No ventre da Palavra / 6 – Depois do “não” do profeta e o silêncio, recomeça a sua história com Deus
por Luigino Bruni
Original italiano publicado em Avvenire em 25/03/2024
Por toda a cidade, os arautos da corte difundiram o decreto do rei que impunha três dias de jejum, vestes de saco e súplicas a Deus entre lágrimas para que revertesse a condenação. Ergueram os recém-nascidos ao céu e, derramando rios de lágrimas, invocaram: ‘em nome destes inocentes, escuta as nossas orações’
L. Ginzberg, As lendas dos hebreus, VI
“A palavra do Senhor foi dirigida pela segunda vez a Jonas, nestes termos: «Levanta-te e vai a Nínive, à grande cidade e apregoa nela o que Eu te ordenar». Jonas levantou-se e foi a Nínive, segundo a ordem do Senhor” (Jonas 3, 1-3).
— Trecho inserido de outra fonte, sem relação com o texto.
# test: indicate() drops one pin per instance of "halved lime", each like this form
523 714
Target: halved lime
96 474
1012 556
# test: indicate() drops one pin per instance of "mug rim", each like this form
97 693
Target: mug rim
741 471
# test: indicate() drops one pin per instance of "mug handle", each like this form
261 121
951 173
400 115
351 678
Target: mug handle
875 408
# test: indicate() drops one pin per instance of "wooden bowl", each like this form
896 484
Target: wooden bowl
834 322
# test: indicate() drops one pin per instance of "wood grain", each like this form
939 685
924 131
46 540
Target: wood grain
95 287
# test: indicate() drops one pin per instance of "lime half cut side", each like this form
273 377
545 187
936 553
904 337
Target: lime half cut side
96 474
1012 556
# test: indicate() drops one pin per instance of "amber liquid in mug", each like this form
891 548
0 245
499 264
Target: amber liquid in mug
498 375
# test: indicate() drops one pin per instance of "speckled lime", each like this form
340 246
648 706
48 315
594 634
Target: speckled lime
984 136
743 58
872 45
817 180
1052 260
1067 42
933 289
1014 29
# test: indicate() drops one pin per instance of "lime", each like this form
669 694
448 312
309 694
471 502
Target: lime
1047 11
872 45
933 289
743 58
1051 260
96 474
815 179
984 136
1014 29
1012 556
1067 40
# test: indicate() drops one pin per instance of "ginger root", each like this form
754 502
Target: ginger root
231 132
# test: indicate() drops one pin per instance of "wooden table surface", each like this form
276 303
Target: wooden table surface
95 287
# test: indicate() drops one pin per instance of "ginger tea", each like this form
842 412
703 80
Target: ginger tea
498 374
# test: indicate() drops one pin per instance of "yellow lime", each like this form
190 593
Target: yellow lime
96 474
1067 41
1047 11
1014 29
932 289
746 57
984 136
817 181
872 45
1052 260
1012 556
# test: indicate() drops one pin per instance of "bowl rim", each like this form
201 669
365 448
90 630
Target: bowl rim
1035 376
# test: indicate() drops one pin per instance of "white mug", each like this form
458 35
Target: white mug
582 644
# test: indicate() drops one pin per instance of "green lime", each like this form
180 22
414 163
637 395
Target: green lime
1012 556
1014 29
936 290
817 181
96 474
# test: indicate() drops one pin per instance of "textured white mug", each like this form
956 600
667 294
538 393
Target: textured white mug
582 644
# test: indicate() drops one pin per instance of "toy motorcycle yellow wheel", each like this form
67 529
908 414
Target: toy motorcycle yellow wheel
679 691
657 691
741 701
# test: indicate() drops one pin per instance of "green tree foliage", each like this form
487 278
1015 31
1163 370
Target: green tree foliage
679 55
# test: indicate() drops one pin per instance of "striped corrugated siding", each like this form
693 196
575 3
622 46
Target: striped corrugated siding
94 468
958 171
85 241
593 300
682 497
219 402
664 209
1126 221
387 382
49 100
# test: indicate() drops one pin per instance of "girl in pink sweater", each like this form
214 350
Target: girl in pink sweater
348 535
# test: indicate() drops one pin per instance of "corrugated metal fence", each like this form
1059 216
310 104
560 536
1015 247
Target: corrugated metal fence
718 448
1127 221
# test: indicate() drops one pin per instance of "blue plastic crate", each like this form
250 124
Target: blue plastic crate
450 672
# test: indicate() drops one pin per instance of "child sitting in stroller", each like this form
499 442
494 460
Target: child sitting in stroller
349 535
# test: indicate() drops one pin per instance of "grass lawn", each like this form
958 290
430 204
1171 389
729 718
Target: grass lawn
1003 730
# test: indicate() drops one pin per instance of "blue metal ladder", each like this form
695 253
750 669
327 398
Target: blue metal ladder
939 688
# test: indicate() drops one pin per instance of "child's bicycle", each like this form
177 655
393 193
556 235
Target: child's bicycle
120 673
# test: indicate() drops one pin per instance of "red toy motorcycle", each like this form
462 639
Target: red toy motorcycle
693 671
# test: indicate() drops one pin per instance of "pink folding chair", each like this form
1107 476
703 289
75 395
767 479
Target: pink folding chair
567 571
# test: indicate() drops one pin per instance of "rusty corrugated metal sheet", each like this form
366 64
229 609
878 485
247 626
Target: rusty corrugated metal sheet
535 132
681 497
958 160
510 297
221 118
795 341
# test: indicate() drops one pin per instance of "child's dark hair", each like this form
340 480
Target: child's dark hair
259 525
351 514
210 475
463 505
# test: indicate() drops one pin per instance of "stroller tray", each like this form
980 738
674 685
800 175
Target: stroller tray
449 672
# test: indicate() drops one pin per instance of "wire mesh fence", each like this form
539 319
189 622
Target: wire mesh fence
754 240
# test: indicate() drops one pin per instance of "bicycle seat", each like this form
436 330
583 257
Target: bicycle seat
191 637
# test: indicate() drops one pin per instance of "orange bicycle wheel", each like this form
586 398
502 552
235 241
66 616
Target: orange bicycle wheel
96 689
O livro de Jonas podia começar com estes primeiros versículos do capítulo 3, que são os versículos das histórias dos profetas que respondem ao chamamento de Deus e realizam a missão que lhe foi confiada. Os dois primeiros capítulos, pelo contrário, são o relato de um ‘não’ profético e das suas consequências. Páginas que, geralmente, não são escritas nem contadas, porque são as do tormento interior e exterior dos profetas (e nossos). São os rascunhos, as primeiras versões dos capítulos escritos, amarrotados e lançados ao lixo. No entanto, aquele antigo autor anónimo quis dar-nos também os dois primeiros capítulos. E talvez não o tenha feito apenas pela economia narrativa, apenas para enriquecer e embelezar a trama dramática da história. Os primeiros dois capítulos fizeram-nos entrar na oficina das vocações, nos laboratórios frequentemente empoeirados onde os artesãos e os artistas compõem as suas obras, nos estúdios desarrumados onde os escritores produzem os seus personagens (e onde, por vezes, os personagens geram os seus autores). A Bíblia levou-nos à ‘adega’ da casa de Deus, na intimidade do diálogo secreto entre Eloim e os seus profetas. Contou-nos isso com o seu código narrativo antigo, mas que ainda nos consegue falar – pelo menos um pouco, pelo menos a alguém. E, assim, compreendemos que a distância que separa os inícios do capítulo 3 e do capítulo 1 é o espaço das liberdades – da de Deus e da de Jonas. É o lugar do tempo e, por isso, da história porque naqueles dois primeiros capítulos o jovem e inexperiente profeta tornou-se adulto e isso aconteceu no único modo possível sobre a terra: procurando o seu lugar no mundo sem se contentar com o que a vida ou Deus tinham pensado para ele.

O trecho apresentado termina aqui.